Language Specification
Grammar highlights:
- Program starts with sup and ends with bye.
- Assignments: set x to add 2 and 3
- Print: print the result or print <expr>
- Input: ask for name
- If/Else: if a is greater than b then ... else ... end if
- While: while cond ... end while
- For Each: for each item in list ... end for
- Errors: try ... catch e ... finally ... end try, throw <expr>
- Imports: import foo, from foo import bar as baz
Booleans and comparisons: and, or, not, ==, !=, <, >, <=, >=.
Design goals (FAQ)
- Readable: strict grammar that reads like English
- Deterministic: no magical state; explicit evaluation order
- Helpful errors: line numbers and suggestions when possible
- Progressive: interpreter first, transpiler available for ecosystem integration
Semantics
Truthiness:
- Falsey: 0, 0.0, empty string "", empty list [], empty map {}, and False.

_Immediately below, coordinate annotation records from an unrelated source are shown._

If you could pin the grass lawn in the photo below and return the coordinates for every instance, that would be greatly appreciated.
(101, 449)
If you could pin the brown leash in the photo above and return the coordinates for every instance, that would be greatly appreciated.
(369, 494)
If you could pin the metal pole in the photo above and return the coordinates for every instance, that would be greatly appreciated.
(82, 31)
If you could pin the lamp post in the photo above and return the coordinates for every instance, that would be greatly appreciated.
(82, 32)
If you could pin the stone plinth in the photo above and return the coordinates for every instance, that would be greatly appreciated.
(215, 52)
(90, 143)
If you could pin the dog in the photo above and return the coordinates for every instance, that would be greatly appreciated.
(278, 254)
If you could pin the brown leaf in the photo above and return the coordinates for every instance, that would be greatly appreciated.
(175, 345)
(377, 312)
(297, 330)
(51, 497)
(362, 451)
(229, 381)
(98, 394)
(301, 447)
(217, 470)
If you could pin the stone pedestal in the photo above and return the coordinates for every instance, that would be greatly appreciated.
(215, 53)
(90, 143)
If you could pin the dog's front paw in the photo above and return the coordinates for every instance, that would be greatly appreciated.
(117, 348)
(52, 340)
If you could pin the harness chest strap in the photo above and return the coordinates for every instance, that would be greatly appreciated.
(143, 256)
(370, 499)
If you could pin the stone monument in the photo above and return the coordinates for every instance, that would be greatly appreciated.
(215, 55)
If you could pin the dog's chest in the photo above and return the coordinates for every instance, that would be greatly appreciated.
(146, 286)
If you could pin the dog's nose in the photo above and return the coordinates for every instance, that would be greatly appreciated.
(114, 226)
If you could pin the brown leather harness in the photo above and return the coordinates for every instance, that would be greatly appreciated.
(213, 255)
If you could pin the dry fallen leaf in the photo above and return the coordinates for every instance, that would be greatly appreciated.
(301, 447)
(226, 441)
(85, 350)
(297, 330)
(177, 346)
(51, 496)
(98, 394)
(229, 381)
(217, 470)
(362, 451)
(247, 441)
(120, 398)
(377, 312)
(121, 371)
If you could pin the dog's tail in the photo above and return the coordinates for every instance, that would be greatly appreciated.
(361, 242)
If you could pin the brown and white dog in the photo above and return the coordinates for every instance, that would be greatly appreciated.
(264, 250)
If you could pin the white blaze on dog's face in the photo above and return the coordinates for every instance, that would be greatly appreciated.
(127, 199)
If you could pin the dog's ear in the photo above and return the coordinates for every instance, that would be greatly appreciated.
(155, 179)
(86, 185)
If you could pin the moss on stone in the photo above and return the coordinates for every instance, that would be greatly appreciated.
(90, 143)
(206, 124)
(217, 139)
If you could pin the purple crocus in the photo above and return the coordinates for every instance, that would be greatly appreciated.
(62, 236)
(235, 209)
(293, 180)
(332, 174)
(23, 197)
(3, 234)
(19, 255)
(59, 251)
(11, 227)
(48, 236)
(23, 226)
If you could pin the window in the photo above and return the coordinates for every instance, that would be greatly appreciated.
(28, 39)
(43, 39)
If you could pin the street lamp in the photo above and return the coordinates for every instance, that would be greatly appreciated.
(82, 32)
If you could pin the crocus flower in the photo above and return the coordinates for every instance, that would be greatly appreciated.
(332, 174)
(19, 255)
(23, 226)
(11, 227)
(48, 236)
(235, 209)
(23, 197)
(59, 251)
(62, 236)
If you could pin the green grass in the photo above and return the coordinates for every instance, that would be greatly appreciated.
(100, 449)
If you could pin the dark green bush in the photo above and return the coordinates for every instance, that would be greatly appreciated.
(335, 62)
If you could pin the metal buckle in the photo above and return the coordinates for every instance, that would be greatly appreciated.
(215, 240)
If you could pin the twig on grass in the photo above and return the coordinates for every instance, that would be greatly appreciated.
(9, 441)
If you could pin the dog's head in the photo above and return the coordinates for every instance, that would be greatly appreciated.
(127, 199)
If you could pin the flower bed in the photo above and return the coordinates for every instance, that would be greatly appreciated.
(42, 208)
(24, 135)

- Everything else is truthy. not applies Python-like truthiness.
Operator table (left to right, no precedence mixing beyond what grammar allows):
- Arithmetic:
+,-,*,/(numeric operands; division yields float) - Comparison:
==,!=,<,>,<=,>=(numeric compares for numbers, structural equality for lists/maps) - Boolean:
and,or,not(short-circuit behavior is preserved by evaluation order)
Strings vs bytes: - Strings are Unicode text (UTF-8 encoded in files). There is no separate bytes type in the MVP. - File IO reads/writes strings. Future versions may add explicit bytes and encoding options.
Unicode handling: - Source files must be UTF-8. A UTF-8 BOM is tolerated and stripped. - Identifiers are ASCII in MVP; string literals support full Unicode.
Scoping and shadowing:
- Variables are lexical within a function body; assignment updates the nearest scope.
- Function parameters shadow outer variables of the same name.
- Module imports bind names at the top level; import m as mm creates a module namespace mm.
- from m import f as g binds g directly in the current scope.